Interesting that the techcrunch link has thrice as many upvotes as the amazon link


I suspect it's simply a function of which one happened to catch people's eye and where they started their discussion. Multiple submissions on the same topic (from the same or different sources) aren't that uncommon. Once one gets some momentum, it's likely to be reinforced: it'll appear higher on the front page, more people will notice it, more people will comment, more people will notice the comments on that article, which will make them notice that article, et cetera. I don't think you can read much more into it than that. I wouldn't be surprised if a mod comes along and merges the comments from one into the other, if they notice it.

What would be interesting is if they had exactly the same upvotes and comments.


Hackernews black magic :/


Serverless advocates/engies are probably the only people celebrating this, everyone else keeps waiting for self renew instance reservation... last time i forgot about them it was too late.


The market for this is much broader. We do a bunch of data science so spinning up a heavy machine and only getting billed for the 5 minutes usage is a massive saving for us. I'm quite excited by this news!
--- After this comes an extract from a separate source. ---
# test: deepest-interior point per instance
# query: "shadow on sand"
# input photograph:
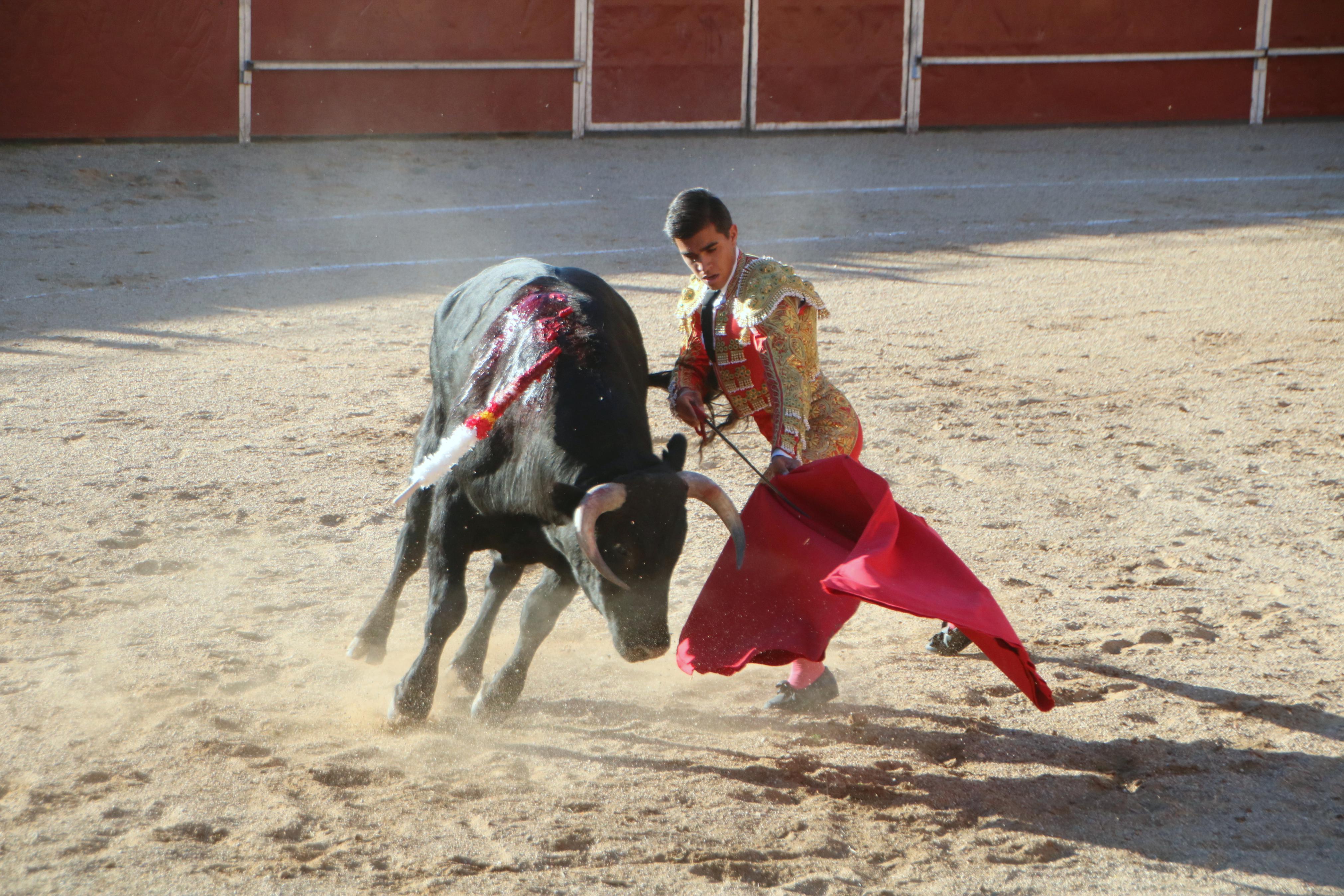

That is basically the serverless main "point of sell" you are just one step away from automation (if you aren't already doing it) and it will be virtually the same as serverless


You're right, this is effectively a serverless mode. But the serverless instances that are currently available (at least on aws) aren't powerful enough for some applications. For those of us stuck in the middle, needing big machines with serverless behaviour, this is a massive win.


I'm in the same boat as you: data science workloads that run intermittently on big hardware.

What are you running your big jobs on? Because I'm currently using Batch, but given you've got to wait for the compute environment/VM to start up (if it's not already running), and that's a pain because it takes forever to startup.

I wish I could just run containers on large hardware the same way we can run lambda's: press the button and it just runs, I don't really care about having my own full compute environment, I just need enough memory and CPU to run it.


Ours are actually user generated and the running time of each task is variable (few minutes to an hour). Users can to dump anywhere between 1 and 200 tasks on at a time.

The way we have it set up is:

- simple job queue with RQ (redis)

- monitoring watches the queue and pumps a metric into Cloud Watch (there are a few different types of job and it calculates a single aggregate value for "queue pressure")

- autoscale then sets the desired capacity for a fleet of r4.2xlarge machines (somewhere between 1 and 20)

- the autoscale config protects all those machines from scale-in so they have to be shutdown externally

- each of those machines has a cron on boot that tracks the start time

- this enables a cron to run just before the end of each hour. If that machine isn't doing anything at the time, it will shut itself down

- the machines are set to terminate on shutdown so they die completely

- additionally, we've hacked RQ so that workers that are closer to death will move themselves to the back of the queue more frequently. This ensures that we have a higher chance of not being busy / shutting them down at the end of the hour.


This is great and will save a lot of people a good amount of money.